Tony Stewart Is Gaining Momentum Despite The Slow Start
It has taken some time for Tony Stewart to climb back from an early hole he dug himself into to get back into the Chase, but he finally has. He can credit the turnaround to having top ten finishes in five out of the last seven races. Even after his twenty-fifth place finish in the Coke Zero 400 at Daytona from this past weekend, Stewart is still in ninth place ahead of Greg Biffle, Dale Earnhardt Jr., and Carl Edwards. This weekend, Stewart is excited about racing at the Chicagoland Speedway because he has two wins and seven top-five finishes there. Although Stewart is on a bit of a dry spell this season, with eight top-ten finishes and no wins, he is poised to end that this weekend in the Windy City.Tony Stewart joined the Dan Patrick Show to talk about how he calmly got out of his car while it was caught on fire this past weekend, what his first reaction is when he gets into a huge car crash similar to Sunday’s, and whether he thinks it is good for any sport to have a player so dominant that the championship runs through him each year.

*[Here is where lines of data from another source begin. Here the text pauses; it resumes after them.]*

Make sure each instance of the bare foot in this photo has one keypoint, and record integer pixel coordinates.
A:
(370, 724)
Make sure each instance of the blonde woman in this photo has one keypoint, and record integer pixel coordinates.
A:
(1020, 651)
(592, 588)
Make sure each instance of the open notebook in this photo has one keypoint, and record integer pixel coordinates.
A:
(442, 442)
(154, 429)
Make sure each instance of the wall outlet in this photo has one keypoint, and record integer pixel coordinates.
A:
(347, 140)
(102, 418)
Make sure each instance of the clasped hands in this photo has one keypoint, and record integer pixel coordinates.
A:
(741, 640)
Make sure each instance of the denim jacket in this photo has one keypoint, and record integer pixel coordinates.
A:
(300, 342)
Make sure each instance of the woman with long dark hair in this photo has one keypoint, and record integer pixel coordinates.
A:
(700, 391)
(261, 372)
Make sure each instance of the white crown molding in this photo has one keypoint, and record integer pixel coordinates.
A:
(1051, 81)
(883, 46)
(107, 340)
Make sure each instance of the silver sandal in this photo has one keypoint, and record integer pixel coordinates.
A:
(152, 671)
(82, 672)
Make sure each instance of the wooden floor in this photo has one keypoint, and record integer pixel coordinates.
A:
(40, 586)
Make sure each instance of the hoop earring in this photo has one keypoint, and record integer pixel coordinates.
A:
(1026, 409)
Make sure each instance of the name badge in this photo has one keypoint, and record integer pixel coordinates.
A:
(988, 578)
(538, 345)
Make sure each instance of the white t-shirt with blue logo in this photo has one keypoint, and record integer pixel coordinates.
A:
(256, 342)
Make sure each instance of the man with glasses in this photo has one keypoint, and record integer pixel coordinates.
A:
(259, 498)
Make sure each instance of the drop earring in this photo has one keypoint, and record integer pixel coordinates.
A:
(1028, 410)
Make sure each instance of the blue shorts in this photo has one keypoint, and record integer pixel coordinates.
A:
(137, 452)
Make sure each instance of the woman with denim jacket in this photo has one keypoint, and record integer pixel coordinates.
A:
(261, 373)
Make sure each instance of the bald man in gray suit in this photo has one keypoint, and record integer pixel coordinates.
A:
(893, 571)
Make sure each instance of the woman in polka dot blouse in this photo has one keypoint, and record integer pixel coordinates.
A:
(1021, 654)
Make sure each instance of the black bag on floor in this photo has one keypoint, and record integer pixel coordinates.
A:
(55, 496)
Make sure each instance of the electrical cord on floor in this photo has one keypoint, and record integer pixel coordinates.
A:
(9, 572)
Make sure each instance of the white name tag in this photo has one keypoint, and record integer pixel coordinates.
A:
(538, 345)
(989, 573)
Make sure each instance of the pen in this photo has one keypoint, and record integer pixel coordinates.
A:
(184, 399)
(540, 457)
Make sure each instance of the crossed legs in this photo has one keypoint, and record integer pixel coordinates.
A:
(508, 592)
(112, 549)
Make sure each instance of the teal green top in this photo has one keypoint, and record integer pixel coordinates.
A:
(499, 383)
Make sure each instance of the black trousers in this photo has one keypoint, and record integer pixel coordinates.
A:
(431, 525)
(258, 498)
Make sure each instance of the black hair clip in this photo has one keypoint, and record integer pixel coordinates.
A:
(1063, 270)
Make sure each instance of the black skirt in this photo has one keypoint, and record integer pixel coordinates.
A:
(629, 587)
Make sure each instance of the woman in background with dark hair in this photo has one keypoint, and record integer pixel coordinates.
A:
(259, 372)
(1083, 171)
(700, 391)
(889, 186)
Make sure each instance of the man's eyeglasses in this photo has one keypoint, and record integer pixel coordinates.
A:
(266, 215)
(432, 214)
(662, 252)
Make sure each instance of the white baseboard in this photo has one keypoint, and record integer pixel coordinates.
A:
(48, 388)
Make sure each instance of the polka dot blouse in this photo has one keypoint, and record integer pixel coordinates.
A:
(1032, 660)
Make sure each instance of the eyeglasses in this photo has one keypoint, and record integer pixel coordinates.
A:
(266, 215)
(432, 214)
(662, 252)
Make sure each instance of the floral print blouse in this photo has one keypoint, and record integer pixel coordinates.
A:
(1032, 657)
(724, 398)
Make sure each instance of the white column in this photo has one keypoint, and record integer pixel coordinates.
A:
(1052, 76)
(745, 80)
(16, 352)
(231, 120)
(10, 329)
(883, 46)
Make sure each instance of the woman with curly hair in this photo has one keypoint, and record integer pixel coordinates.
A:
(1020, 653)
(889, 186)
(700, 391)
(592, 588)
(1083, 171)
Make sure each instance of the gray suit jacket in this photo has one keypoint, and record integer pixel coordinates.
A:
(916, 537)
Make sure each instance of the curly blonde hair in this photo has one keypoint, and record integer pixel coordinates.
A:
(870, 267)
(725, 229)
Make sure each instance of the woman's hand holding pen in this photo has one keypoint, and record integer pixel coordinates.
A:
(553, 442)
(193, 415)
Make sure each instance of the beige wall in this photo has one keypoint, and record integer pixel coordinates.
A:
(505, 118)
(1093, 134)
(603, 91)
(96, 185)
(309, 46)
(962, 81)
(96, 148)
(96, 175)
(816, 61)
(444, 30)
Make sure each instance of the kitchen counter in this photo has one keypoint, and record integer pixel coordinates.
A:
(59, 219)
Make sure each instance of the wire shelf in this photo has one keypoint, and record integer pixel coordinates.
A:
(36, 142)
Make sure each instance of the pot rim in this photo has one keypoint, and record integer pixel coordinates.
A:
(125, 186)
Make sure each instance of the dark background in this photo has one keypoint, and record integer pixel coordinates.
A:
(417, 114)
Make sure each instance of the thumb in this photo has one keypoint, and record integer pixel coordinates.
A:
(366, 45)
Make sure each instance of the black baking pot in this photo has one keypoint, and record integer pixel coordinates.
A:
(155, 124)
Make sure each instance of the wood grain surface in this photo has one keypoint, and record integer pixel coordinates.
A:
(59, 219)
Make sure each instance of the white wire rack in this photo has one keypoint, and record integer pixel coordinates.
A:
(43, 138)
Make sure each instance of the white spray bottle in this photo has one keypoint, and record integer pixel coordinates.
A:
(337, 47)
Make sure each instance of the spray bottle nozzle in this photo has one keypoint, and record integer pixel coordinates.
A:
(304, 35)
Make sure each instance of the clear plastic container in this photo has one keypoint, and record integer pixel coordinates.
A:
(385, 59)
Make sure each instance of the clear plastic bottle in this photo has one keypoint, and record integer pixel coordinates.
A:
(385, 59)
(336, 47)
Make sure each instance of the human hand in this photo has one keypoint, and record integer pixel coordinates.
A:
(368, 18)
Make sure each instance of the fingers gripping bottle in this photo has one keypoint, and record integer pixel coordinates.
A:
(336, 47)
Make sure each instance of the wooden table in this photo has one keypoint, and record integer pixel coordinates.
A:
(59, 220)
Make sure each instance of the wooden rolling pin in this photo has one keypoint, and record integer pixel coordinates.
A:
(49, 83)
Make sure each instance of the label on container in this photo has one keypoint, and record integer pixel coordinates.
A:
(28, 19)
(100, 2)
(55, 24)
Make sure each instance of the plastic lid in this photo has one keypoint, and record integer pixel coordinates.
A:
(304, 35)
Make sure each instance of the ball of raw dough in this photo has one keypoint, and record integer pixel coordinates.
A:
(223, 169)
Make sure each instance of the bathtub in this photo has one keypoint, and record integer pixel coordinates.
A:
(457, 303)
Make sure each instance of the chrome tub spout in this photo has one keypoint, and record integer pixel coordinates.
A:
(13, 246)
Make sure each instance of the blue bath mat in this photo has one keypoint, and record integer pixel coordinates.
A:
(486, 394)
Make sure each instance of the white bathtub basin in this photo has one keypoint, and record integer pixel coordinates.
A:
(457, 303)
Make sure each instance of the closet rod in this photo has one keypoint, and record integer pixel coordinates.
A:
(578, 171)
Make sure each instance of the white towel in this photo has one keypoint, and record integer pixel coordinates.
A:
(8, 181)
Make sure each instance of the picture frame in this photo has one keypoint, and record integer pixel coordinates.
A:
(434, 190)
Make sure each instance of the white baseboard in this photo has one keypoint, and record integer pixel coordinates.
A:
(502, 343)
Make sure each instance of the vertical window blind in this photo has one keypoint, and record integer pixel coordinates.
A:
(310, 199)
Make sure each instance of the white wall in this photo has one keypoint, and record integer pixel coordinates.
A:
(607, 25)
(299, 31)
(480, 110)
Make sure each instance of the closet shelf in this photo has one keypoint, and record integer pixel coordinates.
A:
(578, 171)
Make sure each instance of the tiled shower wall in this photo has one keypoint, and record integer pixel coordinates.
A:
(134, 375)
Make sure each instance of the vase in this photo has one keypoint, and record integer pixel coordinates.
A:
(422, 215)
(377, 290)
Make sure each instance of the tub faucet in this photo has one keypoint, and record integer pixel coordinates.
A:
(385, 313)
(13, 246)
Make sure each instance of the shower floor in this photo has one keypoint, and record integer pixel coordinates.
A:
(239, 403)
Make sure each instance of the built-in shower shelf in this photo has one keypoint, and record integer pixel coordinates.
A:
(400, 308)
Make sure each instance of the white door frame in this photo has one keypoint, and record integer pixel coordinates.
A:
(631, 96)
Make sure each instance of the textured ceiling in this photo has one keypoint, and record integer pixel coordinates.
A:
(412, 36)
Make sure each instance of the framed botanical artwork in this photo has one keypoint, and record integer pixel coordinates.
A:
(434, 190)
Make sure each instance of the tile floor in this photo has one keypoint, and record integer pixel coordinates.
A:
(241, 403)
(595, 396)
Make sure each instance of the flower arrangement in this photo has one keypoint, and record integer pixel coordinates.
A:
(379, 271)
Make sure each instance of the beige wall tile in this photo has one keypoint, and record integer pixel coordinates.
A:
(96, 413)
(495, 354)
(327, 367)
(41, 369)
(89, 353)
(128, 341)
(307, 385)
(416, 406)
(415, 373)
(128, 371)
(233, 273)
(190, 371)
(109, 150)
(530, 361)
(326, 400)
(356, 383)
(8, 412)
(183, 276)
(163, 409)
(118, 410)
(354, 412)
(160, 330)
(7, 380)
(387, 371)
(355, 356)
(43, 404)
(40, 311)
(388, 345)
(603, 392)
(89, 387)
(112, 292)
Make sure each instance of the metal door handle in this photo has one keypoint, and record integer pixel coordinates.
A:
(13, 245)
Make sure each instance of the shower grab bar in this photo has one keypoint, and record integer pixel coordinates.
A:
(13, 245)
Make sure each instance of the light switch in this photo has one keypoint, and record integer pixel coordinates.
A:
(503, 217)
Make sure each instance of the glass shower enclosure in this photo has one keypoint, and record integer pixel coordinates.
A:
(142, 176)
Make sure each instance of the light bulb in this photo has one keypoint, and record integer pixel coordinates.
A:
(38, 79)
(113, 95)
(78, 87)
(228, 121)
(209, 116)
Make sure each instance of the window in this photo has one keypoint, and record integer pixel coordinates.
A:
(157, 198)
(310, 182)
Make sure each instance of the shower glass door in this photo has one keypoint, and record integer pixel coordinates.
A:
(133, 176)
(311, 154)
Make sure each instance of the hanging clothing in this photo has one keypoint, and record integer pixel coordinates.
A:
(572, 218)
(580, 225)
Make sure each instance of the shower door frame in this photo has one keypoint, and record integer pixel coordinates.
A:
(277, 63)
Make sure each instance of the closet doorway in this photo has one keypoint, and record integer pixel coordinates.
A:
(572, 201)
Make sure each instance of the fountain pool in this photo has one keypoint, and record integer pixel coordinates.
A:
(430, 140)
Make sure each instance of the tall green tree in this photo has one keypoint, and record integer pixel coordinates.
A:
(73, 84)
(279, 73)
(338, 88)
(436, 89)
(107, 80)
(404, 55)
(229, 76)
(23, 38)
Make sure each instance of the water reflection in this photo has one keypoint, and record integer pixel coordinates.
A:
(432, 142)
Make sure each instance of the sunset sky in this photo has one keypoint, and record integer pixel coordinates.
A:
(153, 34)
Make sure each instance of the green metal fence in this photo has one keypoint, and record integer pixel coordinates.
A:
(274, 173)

How he calmly got out of his car while it was caught on fire this past weekend:
“Well the Burger King car was flame grilled at the time, pre-flame grilled. Basically it was going out, it wasn’t like it was becoming a big raging fire. In all honesty, I have been on fire before and with all of the Hans devices and all of the extra gear that we have in there now, it is almost a situation where you get yourself to calm down and be methodical and go through the steps one at a time. If the fire were getting worse, I would have been in a bit of a hurry but it was going out. So I just made sure that I kept my time and do everything right and got out the right way.”
What his first reaction is when he gets into a huge car crash similar to Sunday’s:
“Well to be honest, where we were at when we went into turn 3, out of the corner of my eye I saw the #2 car ahead of us going down into the grass so you know automatically that there is going to be trouble there. But by the time I got into 3, there was so much smoke there that you couldn’t see through it enough to know where to go. The spotter couldn’t tell us where to go. Everybody was just blocking the whole race track so there was nothing you could do in that particular situation but hold on and you just sit there. We dodged three of those wrecks in the race earlier and you will be like, ‘Am I cat with nine lives? Am I going to make it through the whole night without running out? I guess four was the lucky number that we got into the fourth won.”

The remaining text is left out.